Kasus ini jadi pengingat buat kita semua: di dunia digital,
kebenaran itu bisa dikaburkan semudah satu potong video. Kita sering lebih
cepat nge-judge daripada cari tahu fakta. Padahal tombol “share” itu kelihatannya sepele, tapi bisa
jadi alat pembunuh karakter seseorang. Satu komentar nyinyir, satu unggahan
asal-asalan — efeknya bisa bertahun-tahun buat korban.
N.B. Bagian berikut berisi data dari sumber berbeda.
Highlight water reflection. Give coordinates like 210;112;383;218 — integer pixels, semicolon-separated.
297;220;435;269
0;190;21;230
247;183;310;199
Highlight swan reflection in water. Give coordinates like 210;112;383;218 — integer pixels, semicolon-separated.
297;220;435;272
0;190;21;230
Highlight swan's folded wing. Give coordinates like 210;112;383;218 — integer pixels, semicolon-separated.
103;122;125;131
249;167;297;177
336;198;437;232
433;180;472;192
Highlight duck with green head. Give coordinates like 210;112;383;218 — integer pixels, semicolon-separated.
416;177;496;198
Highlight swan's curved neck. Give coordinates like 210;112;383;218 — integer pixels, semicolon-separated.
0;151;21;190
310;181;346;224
Jadi sebelum ikut komen, coba tanya dulu ke diri sendiri :“Aku
beneran peduli sama kebenaran, atau cuma pengen rame?”
***
Sekarang, Pak Yai Mim perlahan bangkit. Beliau tetap
mengajar, meski bukan di kampus lamanya.
Beliau buka pengajian di rumah, ngajarin tentang kesabaran, kejujuran, dan
bagaimana menghadapi fitnah. Banyak murid yang datang lagi, kasih dukungan.Mereka tahu,
gurunya bukan orang seperti yang digambarkan di TikTok. Dan publik mulai sadar:
yang viral belum tentu benar.
***
Kisah ini bukan cuma tentang dosen dan tetangga, tapi
tentang kita semua. Tentang bagaimana medsos bisa jadi ladang fitnah,
dan bagaimana mudahnya kita percaya pada yang paling ramai, bukan yang paling
benar. Kadang, yang suaranya paling keras bukan yang paling tahu. Dan yang diam bukan berarti salah — bisa jadi sedang menahan luka paling dalam.
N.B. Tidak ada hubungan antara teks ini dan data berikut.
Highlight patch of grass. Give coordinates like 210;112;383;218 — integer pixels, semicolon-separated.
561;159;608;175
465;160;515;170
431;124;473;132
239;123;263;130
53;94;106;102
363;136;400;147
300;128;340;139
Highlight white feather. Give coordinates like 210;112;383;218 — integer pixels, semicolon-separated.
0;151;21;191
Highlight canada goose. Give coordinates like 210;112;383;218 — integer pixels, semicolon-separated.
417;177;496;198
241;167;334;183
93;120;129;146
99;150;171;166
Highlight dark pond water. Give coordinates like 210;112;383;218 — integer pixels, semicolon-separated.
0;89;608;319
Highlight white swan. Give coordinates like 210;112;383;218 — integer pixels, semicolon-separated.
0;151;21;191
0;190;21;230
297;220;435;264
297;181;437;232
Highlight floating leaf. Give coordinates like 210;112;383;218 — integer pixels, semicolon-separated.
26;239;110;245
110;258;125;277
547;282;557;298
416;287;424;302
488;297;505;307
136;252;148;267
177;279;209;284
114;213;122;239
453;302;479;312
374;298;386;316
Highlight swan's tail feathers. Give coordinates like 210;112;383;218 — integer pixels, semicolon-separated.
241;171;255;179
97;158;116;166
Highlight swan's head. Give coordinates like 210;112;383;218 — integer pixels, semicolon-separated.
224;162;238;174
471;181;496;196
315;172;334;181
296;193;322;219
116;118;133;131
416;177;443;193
Fitnah digital itu nyata. Tapi kebenaran, meski lambat, tetap punya jalannya
sendiri buat muncul ke permukaan.
Jadi, lain kali ada yang viral… jangan buru-buru menghujat. Karena di balik layar yang kamu tonton, bisa jadi ada seseorang yang sedang
berjuang mempertahankan nama baiknya — sendirian.